Wow – You’ve see it on TV. The glamour, the glitz, THE CASH!!! and you may have noticed that one of the key skills in any poker game is observation. In a live game there are relatively few distractions and you get to watch the reactions and body language of your opponents.
Playing online is a whole different ball game. There’s the TV, the family, the dog, the phone, in fact it seems like the whole world wants your attention. This is not good for your game and ultimately your poker earnings. Oops you just folded that AA when you wanted to raise. Damn now you called an all-in bet with junk and you meant to fold. Don’t laugh, I’ve done both of these and it’s cost me quite a few dollars!!
So now you’re in the Den, it’s quiet and at last you can concentrate. Ah, let’s just reply to these emails, do that search for a new BBQ and review the excellent poker online site for the best bonus deals. Hey what do you mean I’m sitting out?? Multi-tasking the modern day buzz word. And a total killer for your poker profits.

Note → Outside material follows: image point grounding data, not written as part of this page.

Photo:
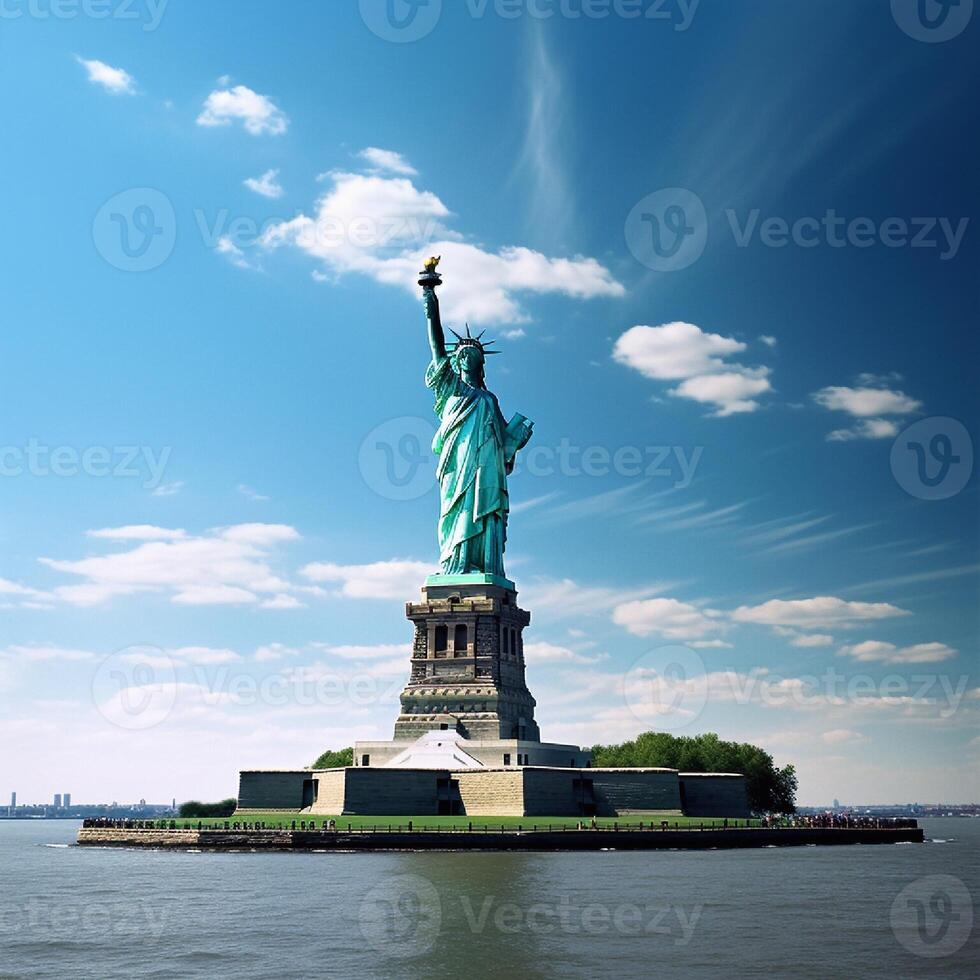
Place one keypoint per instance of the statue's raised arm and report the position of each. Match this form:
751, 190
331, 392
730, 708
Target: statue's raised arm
429, 280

It’s a tough enough game to beat when you’re fully concentrating, on top of your game and playing the best that you can. So why handicap yourself by not giving it the attention it deserves. And have fun while you’re doing it. Chat and Smack Talk while you play, you may send a player on tilt! But don’t forget to concentrate, it takes a lot of focus and discipline, especially when the game is slow and you’re just not getting any cards. Don’t be tempted to push for some action – you’ll lose more money quicker than that!

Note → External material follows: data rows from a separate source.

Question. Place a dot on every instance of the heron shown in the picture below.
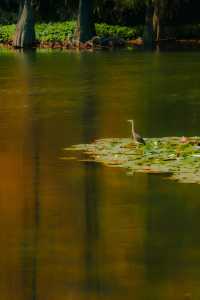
(135, 136)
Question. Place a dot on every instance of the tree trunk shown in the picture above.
(85, 29)
(156, 20)
(25, 31)
(148, 30)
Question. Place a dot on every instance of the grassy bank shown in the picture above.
(60, 32)
(52, 33)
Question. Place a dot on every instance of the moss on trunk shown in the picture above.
(148, 29)
(25, 32)
(85, 28)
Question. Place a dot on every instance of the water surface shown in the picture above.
(79, 231)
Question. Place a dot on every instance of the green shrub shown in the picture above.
(6, 33)
(59, 32)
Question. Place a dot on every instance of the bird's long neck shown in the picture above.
(133, 132)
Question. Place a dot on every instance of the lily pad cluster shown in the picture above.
(178, 158)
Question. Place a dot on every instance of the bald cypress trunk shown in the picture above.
(25, 31)
(156, 20)
(148, 30)
(85, 29)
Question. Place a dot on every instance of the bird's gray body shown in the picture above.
(136, 137)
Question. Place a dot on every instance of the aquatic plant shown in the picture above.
(176, 158)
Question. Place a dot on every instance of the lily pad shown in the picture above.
(172, 156)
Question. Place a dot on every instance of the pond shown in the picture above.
(80, 230)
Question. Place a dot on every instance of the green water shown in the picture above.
(78, 231)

The best way to split your attention is to play 2 or even 3 tables at a time. This guarantees that you can’t focus your attention on any particular table. If you must do this, (and I’m certainly guilty of it!!), play a tournament and a ring game, or 2 tournaments. Try and avoid playing multiple ring games, it’s just not profitable in the long run unless you’re Howard Leaderer of Phil Ivey.
Pick a card room and a table that suit how you play. At the lower limits that’s easier said than done, but by OBSERVING what’s going on, you’ll get a ‘feel’ for the table after a few hands and for little or no expense, depending on whether you posted and went through the blinds or not. If it doesn’t suit you, get up and find another table. It’ll be far cheaper in the long run than trying to force the table you’re on. Know when to cut and run and when to stay.
As the play progresses you’ll notice players leaving and joining. Pay extra attention here as the fish you were milking has left and a tight aggressive player is now in their place. This could affect the complexion of the whole table and make it unprofitable to continue.